Apesar desse quadro, Souza afirma que mesmo assim a secretaria se esforçou para impedir que o Brasil perdesse sua licença para captura de atum, no encontro anual da Comissão Internacional para a Conservação do Atum no Atlântico (ICCAT, sigla em inglês), que ocorreu no Marrocos, em novembro.

O organismo, que regula os estoques de atum no mundo, chegou a ameaçar retirar a permissão do país este ano por falta de investimento para controle, fiscalização e estatísticas sobre a atividade por parte do governo brasileiro, disse o secretário da Pesca.

Mas Souza acredita que, com a mudança do órgão do Ministério de Desenvolvimento, Indústria e Comércio Exterior para a Presidência da República, a secretaria ganhará autonomia financeira e de pessoal. "Estamos apoiando o setor, mas para isso nós precisamos de uma estrutura de monitoramento e controle para que as coisas funcionem", afirmou.

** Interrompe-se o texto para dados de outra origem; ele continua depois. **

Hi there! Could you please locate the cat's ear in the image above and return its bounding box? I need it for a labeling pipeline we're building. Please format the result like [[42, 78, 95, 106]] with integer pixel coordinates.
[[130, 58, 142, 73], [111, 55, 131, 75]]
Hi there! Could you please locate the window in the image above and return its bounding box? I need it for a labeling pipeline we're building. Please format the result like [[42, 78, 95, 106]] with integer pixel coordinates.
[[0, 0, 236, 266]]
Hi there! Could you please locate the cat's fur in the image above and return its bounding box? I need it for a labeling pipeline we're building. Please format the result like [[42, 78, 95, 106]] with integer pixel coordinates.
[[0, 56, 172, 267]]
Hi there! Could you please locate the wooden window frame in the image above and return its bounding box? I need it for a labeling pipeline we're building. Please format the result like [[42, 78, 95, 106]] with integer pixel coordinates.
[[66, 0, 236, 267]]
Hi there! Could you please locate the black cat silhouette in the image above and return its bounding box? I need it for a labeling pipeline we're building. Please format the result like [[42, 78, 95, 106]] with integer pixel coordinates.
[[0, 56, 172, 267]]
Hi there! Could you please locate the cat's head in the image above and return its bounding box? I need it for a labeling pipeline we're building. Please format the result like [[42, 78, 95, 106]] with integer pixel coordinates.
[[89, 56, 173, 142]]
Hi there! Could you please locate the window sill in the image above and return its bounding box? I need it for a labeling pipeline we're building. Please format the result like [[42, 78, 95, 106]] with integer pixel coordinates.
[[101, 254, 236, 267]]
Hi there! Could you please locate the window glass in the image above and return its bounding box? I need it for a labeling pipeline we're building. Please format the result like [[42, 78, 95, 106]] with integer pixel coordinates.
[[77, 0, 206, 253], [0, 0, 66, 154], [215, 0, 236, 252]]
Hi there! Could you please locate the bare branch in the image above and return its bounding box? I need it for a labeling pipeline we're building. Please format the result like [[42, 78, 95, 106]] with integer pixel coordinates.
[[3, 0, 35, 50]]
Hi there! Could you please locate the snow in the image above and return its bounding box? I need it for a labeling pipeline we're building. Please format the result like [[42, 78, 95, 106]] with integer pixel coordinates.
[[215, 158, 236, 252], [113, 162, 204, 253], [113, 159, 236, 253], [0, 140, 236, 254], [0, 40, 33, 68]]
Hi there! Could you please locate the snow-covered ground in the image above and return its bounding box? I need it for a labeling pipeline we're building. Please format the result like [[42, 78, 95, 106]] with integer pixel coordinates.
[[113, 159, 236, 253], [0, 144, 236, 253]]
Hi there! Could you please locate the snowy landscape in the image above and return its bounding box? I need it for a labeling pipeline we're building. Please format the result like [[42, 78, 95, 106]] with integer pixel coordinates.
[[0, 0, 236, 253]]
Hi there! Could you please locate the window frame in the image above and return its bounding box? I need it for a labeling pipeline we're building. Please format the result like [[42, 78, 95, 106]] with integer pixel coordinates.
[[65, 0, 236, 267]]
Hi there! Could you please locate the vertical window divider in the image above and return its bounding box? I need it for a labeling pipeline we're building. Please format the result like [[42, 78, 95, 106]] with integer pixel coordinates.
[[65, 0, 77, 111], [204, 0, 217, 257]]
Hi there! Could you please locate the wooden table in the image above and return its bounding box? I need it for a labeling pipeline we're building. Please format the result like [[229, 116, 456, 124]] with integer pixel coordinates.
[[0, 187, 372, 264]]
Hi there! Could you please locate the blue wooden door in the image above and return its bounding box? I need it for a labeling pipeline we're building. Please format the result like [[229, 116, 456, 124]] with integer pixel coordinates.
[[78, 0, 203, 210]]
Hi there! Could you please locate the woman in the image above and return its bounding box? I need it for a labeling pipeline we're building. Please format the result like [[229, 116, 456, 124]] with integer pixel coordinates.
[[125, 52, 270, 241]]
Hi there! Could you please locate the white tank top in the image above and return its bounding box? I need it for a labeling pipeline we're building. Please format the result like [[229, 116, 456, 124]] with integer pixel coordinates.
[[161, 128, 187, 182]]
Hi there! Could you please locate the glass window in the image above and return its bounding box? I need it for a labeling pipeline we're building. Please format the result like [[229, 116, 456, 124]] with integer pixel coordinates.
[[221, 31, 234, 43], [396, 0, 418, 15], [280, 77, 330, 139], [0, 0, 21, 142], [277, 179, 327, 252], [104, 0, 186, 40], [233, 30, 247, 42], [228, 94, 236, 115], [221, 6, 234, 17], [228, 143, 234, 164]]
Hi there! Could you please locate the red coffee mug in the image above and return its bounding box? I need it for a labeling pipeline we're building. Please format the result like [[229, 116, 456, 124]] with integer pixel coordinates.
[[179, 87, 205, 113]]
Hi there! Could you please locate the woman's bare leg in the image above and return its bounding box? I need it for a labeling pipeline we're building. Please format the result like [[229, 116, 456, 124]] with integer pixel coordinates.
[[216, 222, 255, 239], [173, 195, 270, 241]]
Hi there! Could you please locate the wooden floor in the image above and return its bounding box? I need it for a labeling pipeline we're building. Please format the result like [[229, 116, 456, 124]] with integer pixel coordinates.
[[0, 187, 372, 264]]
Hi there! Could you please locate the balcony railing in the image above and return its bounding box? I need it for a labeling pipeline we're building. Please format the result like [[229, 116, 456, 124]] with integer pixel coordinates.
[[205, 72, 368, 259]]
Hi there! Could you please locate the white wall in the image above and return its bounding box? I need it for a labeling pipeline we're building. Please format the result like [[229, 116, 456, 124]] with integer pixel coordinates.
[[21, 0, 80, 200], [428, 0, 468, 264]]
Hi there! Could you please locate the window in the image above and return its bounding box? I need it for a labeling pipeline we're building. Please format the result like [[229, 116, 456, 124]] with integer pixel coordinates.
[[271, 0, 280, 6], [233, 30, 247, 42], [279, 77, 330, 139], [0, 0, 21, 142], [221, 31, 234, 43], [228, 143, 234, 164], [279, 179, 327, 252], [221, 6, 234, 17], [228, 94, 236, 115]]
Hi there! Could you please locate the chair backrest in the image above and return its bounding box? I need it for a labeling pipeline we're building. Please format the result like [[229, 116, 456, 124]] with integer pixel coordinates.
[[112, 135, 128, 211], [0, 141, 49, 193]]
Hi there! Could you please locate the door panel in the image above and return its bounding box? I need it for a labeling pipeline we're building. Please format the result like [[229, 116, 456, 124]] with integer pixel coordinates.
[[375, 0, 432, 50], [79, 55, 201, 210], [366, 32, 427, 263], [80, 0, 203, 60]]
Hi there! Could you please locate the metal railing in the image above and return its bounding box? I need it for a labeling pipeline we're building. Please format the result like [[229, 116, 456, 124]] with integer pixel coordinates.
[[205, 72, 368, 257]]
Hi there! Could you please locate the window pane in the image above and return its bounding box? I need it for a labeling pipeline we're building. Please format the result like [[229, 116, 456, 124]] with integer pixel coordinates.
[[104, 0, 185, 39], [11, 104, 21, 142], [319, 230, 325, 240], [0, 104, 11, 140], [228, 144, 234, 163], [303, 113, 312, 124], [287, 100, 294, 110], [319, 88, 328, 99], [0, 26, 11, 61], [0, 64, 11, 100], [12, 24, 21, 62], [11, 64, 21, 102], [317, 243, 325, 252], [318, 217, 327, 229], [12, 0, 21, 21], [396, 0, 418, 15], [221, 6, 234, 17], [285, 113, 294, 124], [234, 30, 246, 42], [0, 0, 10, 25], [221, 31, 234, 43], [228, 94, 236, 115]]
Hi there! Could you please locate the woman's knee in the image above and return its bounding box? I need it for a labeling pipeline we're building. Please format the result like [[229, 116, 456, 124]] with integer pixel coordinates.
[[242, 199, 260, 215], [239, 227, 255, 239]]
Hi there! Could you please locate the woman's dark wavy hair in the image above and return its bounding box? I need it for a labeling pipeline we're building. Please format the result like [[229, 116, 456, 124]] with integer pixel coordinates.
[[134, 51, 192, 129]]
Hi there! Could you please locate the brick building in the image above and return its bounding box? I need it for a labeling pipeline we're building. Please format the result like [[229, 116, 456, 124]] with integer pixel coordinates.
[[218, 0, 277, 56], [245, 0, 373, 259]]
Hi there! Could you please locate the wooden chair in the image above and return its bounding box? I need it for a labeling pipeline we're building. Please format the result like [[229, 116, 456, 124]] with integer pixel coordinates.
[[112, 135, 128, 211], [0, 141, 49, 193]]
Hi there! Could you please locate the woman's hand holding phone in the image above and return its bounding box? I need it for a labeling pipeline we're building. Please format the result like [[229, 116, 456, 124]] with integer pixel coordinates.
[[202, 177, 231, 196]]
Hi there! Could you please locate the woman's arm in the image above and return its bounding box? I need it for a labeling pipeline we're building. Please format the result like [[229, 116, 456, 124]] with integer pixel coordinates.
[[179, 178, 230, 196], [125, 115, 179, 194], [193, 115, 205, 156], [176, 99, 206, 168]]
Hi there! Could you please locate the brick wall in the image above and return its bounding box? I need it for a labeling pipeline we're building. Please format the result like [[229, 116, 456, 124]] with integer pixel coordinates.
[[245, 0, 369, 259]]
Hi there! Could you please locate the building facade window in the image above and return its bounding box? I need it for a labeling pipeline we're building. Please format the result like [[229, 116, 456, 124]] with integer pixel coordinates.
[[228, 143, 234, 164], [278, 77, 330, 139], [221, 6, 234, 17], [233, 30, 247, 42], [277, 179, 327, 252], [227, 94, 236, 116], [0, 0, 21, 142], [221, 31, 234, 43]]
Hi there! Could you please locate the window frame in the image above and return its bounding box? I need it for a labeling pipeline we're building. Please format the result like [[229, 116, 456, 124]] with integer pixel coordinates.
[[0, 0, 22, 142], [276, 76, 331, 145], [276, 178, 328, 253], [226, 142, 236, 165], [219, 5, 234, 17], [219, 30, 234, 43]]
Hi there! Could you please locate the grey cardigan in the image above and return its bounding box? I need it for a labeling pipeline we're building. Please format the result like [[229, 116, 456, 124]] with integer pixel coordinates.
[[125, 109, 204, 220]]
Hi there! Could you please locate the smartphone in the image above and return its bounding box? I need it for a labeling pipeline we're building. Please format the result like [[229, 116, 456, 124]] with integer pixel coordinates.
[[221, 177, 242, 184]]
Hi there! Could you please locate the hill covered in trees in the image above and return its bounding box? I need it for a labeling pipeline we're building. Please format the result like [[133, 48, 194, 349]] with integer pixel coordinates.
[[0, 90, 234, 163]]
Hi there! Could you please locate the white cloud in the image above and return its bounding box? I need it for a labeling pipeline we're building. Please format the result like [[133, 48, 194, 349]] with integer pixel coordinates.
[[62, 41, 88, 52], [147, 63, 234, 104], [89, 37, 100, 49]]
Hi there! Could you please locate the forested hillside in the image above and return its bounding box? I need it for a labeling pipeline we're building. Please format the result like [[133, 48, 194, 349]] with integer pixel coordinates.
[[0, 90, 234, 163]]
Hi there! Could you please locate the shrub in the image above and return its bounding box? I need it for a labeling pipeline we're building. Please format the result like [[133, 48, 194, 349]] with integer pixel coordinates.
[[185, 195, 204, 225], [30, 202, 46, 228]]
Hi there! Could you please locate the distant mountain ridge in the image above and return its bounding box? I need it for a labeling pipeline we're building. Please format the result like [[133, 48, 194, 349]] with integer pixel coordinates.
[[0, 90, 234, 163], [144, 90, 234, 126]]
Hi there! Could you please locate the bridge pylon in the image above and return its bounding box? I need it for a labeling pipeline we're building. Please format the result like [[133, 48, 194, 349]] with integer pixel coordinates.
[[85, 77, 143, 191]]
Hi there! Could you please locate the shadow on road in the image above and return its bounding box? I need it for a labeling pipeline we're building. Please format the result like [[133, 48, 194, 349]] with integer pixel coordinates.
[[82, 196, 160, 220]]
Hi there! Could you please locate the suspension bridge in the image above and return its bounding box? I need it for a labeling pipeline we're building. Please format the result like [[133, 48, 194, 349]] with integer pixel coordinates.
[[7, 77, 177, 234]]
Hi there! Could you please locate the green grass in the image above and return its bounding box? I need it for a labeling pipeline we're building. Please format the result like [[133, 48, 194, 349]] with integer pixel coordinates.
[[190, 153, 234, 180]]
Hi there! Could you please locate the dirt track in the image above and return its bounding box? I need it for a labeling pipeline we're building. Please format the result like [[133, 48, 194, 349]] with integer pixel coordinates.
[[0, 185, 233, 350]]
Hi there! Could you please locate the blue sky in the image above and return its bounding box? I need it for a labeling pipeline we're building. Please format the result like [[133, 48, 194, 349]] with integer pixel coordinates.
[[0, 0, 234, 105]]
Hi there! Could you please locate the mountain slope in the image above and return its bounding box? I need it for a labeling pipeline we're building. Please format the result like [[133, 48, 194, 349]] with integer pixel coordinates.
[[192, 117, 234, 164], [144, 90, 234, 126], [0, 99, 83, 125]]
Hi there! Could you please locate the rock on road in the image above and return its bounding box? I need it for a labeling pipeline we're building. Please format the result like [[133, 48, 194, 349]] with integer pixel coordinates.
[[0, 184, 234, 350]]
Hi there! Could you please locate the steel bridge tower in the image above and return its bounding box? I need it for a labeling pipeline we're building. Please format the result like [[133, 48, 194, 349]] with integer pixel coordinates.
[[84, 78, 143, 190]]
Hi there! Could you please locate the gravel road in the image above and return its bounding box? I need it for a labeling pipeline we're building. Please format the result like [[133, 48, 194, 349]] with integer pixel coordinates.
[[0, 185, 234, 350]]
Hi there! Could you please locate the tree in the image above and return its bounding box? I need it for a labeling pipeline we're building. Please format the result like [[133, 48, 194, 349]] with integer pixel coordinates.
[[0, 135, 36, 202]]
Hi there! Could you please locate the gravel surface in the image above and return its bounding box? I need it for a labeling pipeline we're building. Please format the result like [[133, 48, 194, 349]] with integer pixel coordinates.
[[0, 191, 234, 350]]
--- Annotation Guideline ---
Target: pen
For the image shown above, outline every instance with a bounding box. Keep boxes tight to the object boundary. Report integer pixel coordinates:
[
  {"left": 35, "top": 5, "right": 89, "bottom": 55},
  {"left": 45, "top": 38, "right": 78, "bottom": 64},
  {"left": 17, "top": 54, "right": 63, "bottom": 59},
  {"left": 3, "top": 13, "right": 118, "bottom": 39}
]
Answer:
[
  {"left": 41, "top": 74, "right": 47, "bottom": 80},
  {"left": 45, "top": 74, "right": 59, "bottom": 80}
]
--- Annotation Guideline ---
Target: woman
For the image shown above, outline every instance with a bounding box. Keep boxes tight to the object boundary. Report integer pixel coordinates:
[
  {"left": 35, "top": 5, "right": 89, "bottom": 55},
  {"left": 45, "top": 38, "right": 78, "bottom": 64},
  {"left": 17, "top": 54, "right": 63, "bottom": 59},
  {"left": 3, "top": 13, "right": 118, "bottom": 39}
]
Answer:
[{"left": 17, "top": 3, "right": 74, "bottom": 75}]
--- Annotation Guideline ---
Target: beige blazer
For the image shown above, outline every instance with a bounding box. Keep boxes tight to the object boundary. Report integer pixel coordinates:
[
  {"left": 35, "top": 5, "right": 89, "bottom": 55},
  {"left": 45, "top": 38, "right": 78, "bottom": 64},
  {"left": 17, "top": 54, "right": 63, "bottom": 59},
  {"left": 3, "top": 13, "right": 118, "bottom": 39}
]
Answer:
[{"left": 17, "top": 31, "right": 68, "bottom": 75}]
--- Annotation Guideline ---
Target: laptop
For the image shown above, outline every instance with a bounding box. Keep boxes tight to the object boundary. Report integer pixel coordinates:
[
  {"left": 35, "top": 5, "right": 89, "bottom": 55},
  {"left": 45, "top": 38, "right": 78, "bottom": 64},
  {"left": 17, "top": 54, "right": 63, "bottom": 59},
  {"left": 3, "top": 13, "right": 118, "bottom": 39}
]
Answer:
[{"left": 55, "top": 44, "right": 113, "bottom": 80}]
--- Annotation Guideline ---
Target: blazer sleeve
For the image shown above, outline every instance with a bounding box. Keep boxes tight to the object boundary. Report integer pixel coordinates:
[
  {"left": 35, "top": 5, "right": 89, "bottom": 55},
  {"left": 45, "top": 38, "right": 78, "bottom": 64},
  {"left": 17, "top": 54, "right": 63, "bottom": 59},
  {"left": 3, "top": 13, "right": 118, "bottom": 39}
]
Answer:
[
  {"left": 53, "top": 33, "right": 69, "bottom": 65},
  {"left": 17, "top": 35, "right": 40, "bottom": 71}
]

Questionado sobre a sardinha, o secretário disse que parte dos problemas com a produção catarinense tem a ver com a falta de mão de obra, já que pescadores industriais da região de Itajaí ficaram meses sem carteira de trabalho específica do segmento.

O motivo foi a falta de investimentos pela Secretaria da Pesca no sistema de cadastramento desses pescadores, que está obsoleto. Com isso, milhares desses profissionais tiveram seus registros suspensos ou cancelados. Mas uma portaria do órgão federal permitiu o cadastro temporário dos pescadores, até que o sistema de recadastramento seja atualizado, o que deve acontecer somente em abril de do próximo ano, disse ele.

"Queremos muito mudar essa imagem, mas por enquanto estamos atendendo o setor com apenas 10% do orçamento que era destinado ao extinto Ministério da Pesca", concluiu Souza.